Second, the fact that people engage in creative acts does not necessarily imply the existence of a soul. Elephants, monkeys, and even cats have been shown to have "desires" to make "pictures" using paint. Would you ascribe these animals' creative efforts to the existence of a soul in such animals?

Creativity need not arise from the soul. The human mind is an elaborately complex mechanism, and research has shown that humans use much less of their potential brain power than is available. People "create" art, music, literature, etc. for all sorts of reasons: fame (e.g., Warhol), mere recognition (e.g., Capote), money (e.g., Dali, towards the end of his life), competition (e.g., Lennon and McCartney), reactions to external horrors (e.g., Picasso's "Guernica"), and political/social reasons (e.g, any number of Chekhov plays). Why must such creative acts stem solely from the existence of a "soul"? There are sufficient reasons, in and of themselves, for the creators to have created such works, based simply on the exercise of their minds.

Your argument is inconsistent in its metaphysics as well. You reject the notion of a deity. But, you go to pains to prove and argue the existence of a soul. The existence of a metaphysical, non-corporeal "soul" must necessarily imply the existence of a larger, spiritual, non-corporeal world and thus must lead to acceptance of the existence of a "God" of some kind.

This is a problem philosophers and theologians have struggled with for centuries. If any kind of paranormal, "higher plane", spiritual world exists, then there must be a higher being of some kind which we would rationally identify as "God". And if a "God" truly exists, that raises the question of whether or not free will exists. Your argument flips all this on its head, by rejecting the existence of God, but then embracing the existence of the soul. I submit that these are incompatible positions.

You also argue that, if we are merely machines, then that necessarily means that we have no truly unique responses to the world. This is a false conclusion. Why must all responses to the world (including the act of creativity) be foreordained by our genetics? A random number generator is defined by a set of mathematical rules, but the result is random (and hence, unique, and hence, not pre-ordained).

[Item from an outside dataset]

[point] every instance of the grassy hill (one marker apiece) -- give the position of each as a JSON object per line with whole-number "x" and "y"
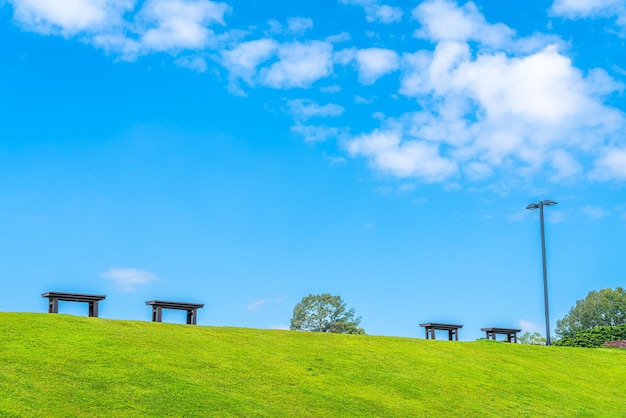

Taken more simply, rolling a set of dice yields random results, even though the mechanism for achieveing those results is concrete. The fact that we can count the sides of each die, and calculate the odds of certain numbers coming up, does not detract from the truly random results which occur upon each throw of the dice. More complex systems, chaos theory teach us, can yield all sorts of different results and take all sorts of different paths to reach those results - and yet, the theoretical/mathematical underpinnings of the model/theory can be well understood. So, simply because we have a genome which is fully mapped out does not mean that every action we undertake is foreordained by that genome. Our brains are much more complex and yield many more random results than the "robotic" theory you espouse.

The fundamental problem you struggle with is the tension between free will and the soul. If a soul exists, then that implies a higher realm, a spiritual plane, which we mortals cannot perceive. Who are we, then, to say that there is no omnicient/omnipotent puppet master God living in this higher plane? Indeed, as I argue above, acceptance of the very existence of the soul implies that such a God exists. And if such a God exists, then everything we do is foreordained and there is no free will.

While I applaud your attempt to grapple with this issue, I am not convinced that you have adequately proven the existence of the soul.

Unknown said...

You have way too much time on your hands, Pete. That said, I agree in all particulars. Thanks for making my arguments for me.

Unknown said...

I think there's a big difference between saying there is a soul and an omniscient God.

The soul can be tapped into a higher plane without there being an overlord.

And who is to say what happens to the soul when the wiring gets all fucked up?

We are creators. We are the gods of our life.

Seems simple to me.

But as we all know...lawyers are deal breakers not deal makers.